Dikemukakan, tidak ada keberpihakan terhadap masyarakat adat di Papua Selatan terbukti dengan gugatan masyarakat adat suku Awyu di Mahkamah Agung (MA) serta berbagai penolakan dari masyarakat adat terhadap perusahaan-perusahaan yang terjadi di beberapa daerah selama ini.
“Investasi kini semakin marak di wilayah Papua Selatan, sementara tidak ada keseriusan dari pemerintah untuk melindungi hak masyarakat adat,” tuturnya.
Marice Sesa dari kabupaten Fakfak, Papua Barat, menyebutkan kehadiran smelter dan PT Pupuk Kaltim sangat mengancam kehidupan masyarakat adat di kabupaten Fakfak.
“Persoalan masyarakat adat yang terjadi Merauke, Boven Digoel, Sorong, juga sama di Fakfak.
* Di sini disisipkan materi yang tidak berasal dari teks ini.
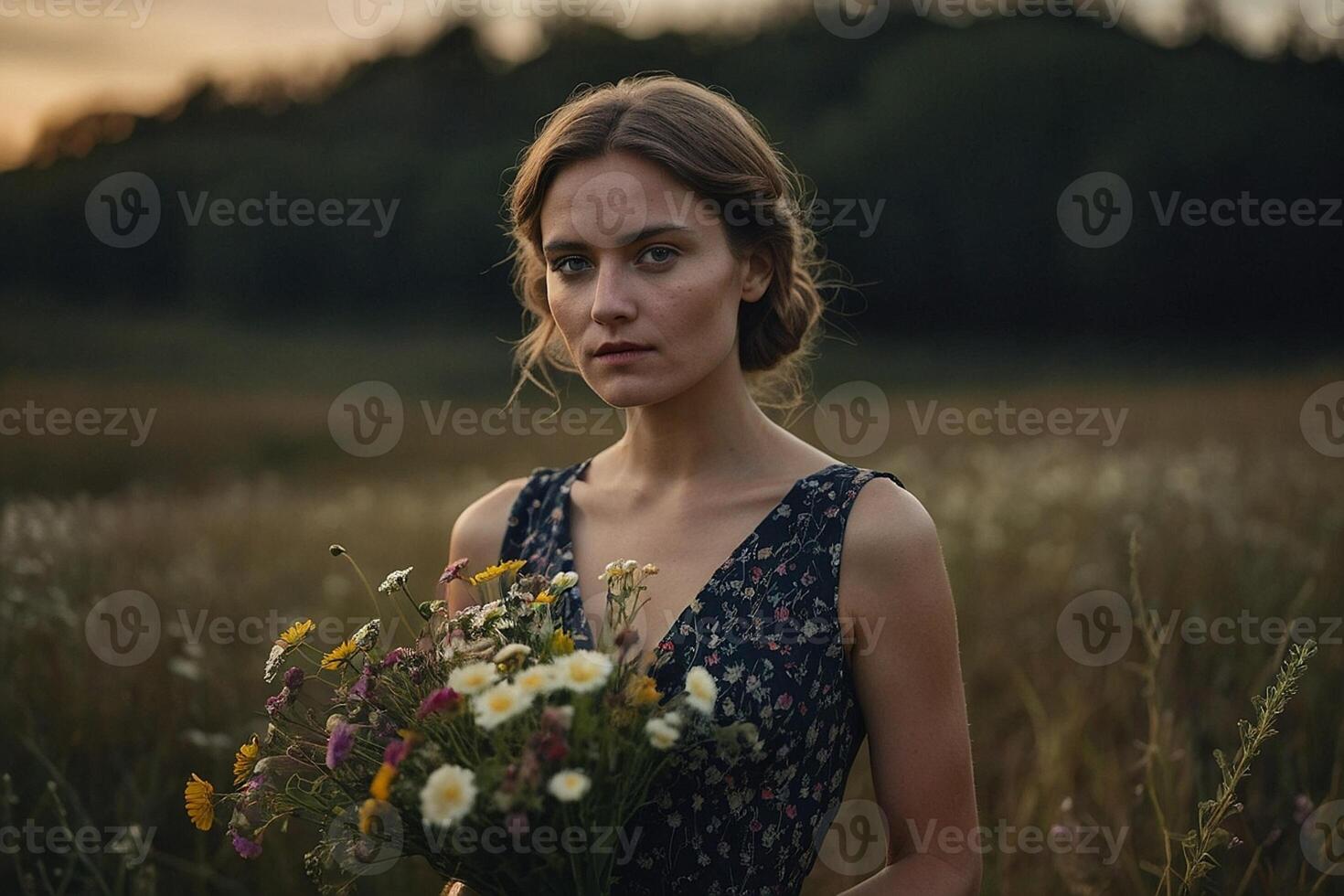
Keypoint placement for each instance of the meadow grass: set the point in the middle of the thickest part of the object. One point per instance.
(1237, 516)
Smelter dan PT Pupuk Kaltim menjadi ancaman serius bagi masyarakat adat di sana,” ujar Sesa.
Maestro, pemuda perwakilan Jayapura, provinsi Papua, menyatakan, seringkali masyarakat adat dijadikan objek politik, meski Pasal 18b (ayat) 2 UUD 1945 mengakui keberadaan masyarakat adat. Nyatanya praktik di lapangan sangat bertolak belakang.
“Banyak janji yang disampaikan kepada masyarakat. Secara ekonomi, masyarakat adat kerap menghadapi masalah terkait kepemilikan lahan dan hak pengelolaan sumber daya alam,” ujarnya.
![](https://ewr1.vultrobjects.com/suarapapuaweb/2024/06/IMG_20240612_182038-scaled.jpg)
Fokus Isu Masyarakat
Feki Wilson Mobalen, ketua Badan Pengurus Harian (BPH) Aliansi Masyarakat Adat Nusantara (AMAN) Sorong Raya, menyoroti tiadanya landasan hukum bagi masyarakat adat di Indonesia. Sebab Rancangan Undang-undang (RUU) masyarakat adat yang dari tahun ke tahun diperjuangkan oleh masyarakat adat tak kunjung disahkan.
“Kita ketahui bersama bahwa isu soal pengakuan masyarakat adat selalu dijadikan jualan politik setiap momen politik dan dijanjikan akan diprioritaskan. Termasuk janji presiden Jokowi, tetapi sampai saat ini juga hanya sebatas janji saja tanpa realisasi,” kata Feki.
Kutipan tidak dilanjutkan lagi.